La présence des administrateurs régionaux devrait également faciliter cette culture avec l’adoption d’un plan d’action commun mettant l’accent sur la culture d’entreprise. «Evidemment chaque pays devra  mettre en œuvre des actions dans ce sens pour atteindre notre objectif», avertit-elle. Au-delà de la formation, elle a souligné l’ambition du réseau REFEF de développer le commerce entre pays de l’espace francophone, en palliant les faiblesses des uns et des autres notamment dans les domaines de la qualité et de la présentation des produits. En Afrique, les réalités en termes de création d’entreprises diverses d’un pays à un autre et Eliane Munkeni Kiekie estime que la création d’un vaste réseau de TPE et PME suppose un schéma impliquant la conscientisation, la formation et les moyens financiers.

Connecter l’entrepreneuriat féminin africain

Le REFEF compte un ensemble de 11 pays en Afrique centrale, entourés de pays anglophones facilitant l’idée d’une meilleure connexion des entrepreneures africaines de divers horizons.

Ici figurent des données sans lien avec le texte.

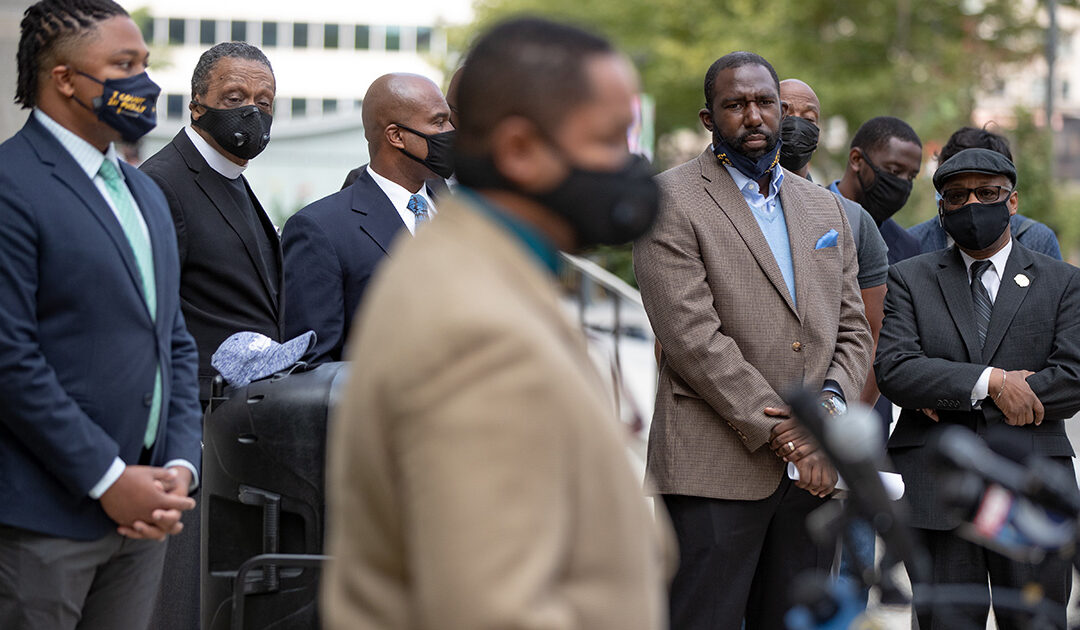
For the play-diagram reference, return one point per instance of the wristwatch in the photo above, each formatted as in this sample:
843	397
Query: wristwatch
834	405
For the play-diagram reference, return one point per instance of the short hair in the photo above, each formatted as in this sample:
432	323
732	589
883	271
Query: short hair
736	59
969	137
529	67
233	50
48	27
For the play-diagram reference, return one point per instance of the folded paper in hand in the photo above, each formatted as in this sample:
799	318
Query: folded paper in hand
892	481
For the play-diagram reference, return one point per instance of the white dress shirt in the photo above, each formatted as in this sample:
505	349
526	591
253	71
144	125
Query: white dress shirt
90	160
991	280
224	165
399	198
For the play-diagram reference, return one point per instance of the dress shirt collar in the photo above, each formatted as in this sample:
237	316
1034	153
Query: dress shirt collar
748	186
399	198
223	165
999	259
84	153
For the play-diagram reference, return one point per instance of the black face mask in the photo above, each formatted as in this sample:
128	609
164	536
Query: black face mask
975	226
755	169
604	208
887	195
799	138
127	105
440	158
241	131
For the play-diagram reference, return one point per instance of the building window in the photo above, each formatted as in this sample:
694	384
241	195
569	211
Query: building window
299	107
331	36
175	31
300	35
174	106
393	38
423	39
269	34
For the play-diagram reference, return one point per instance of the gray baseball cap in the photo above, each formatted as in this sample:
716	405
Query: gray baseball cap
247	356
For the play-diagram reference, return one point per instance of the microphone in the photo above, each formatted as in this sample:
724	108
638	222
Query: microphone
853	444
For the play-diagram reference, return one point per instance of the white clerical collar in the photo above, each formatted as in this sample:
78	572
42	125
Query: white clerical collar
224	165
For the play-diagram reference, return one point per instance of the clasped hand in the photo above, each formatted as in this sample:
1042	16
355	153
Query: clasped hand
792	443
146	501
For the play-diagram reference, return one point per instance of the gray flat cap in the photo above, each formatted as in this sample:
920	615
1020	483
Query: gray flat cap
975	161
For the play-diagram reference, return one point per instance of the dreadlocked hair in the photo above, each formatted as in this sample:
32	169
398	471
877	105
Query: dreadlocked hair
49	25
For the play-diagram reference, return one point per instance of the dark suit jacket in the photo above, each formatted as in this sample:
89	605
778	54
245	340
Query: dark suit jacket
78	347
225	286
332	249
929	357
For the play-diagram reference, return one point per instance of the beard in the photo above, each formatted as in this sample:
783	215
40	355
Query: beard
738	143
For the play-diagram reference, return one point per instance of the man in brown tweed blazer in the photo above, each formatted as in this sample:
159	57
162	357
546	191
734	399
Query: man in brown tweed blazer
748	279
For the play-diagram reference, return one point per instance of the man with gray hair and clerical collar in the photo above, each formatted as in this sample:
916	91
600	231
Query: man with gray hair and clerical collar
230	254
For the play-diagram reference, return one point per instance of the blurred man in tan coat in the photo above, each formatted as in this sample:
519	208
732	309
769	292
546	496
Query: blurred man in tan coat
477	473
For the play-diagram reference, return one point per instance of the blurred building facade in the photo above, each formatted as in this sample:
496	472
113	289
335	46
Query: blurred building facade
324	54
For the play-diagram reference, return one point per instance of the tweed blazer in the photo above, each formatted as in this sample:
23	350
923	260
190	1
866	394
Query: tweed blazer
477	474
733	339
929	357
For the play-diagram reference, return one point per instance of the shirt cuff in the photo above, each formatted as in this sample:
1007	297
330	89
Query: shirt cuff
834	387
110	477
189	466
982	388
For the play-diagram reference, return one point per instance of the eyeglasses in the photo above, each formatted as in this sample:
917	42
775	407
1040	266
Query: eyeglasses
955	198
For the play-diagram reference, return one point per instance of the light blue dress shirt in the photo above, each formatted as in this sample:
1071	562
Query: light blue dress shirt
769	213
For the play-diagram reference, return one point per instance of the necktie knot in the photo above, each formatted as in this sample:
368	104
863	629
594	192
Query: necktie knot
419	206
109	172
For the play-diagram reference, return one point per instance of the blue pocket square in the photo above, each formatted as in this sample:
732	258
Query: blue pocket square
826	240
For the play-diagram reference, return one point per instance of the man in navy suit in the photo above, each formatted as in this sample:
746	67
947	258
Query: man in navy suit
99	418
334	245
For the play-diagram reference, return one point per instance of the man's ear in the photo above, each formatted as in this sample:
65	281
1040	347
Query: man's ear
523	156
706	118
63	79
394	136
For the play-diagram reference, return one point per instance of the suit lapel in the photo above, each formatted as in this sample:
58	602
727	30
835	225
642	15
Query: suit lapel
956	289
379	218
721	188
798	237
1009	298
75	178
212	184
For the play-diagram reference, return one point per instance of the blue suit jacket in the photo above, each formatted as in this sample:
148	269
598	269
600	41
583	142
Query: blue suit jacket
332	249
78	347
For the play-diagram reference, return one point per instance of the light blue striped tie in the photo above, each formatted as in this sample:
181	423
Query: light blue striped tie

Dans cette stratégie d’intégration, le recours à la Fédération des associations des femmes entrepreneurs des pays membres de COMESA (FEMCOM) qu’elle dirige peut être un atout selon Eliane Munkeni kiekie.

«La Fédération regroupe en son sein des femmes d’affaires francophones et anglophones, cette plateforme sera un tremplin pour créer de la connexion entre les femmes d’affaires des deux communautés»,explique-t-elle.

Les femmes entrepreneures jouent un rôle clé dans la croissance économique des pays en développement estimée au minimum à près de 40% de la croissance économique, selon les données du REFEF. Cependant, elles sont confrontées à une kyrielle de défis : environ 70% de femmes entrepreneures (PME/PMA) dans les pays du Sud, notamment en Afrique, ont des difficultés d’accès aux institutions financières, à la propriété, aux capitaux et à la technologie.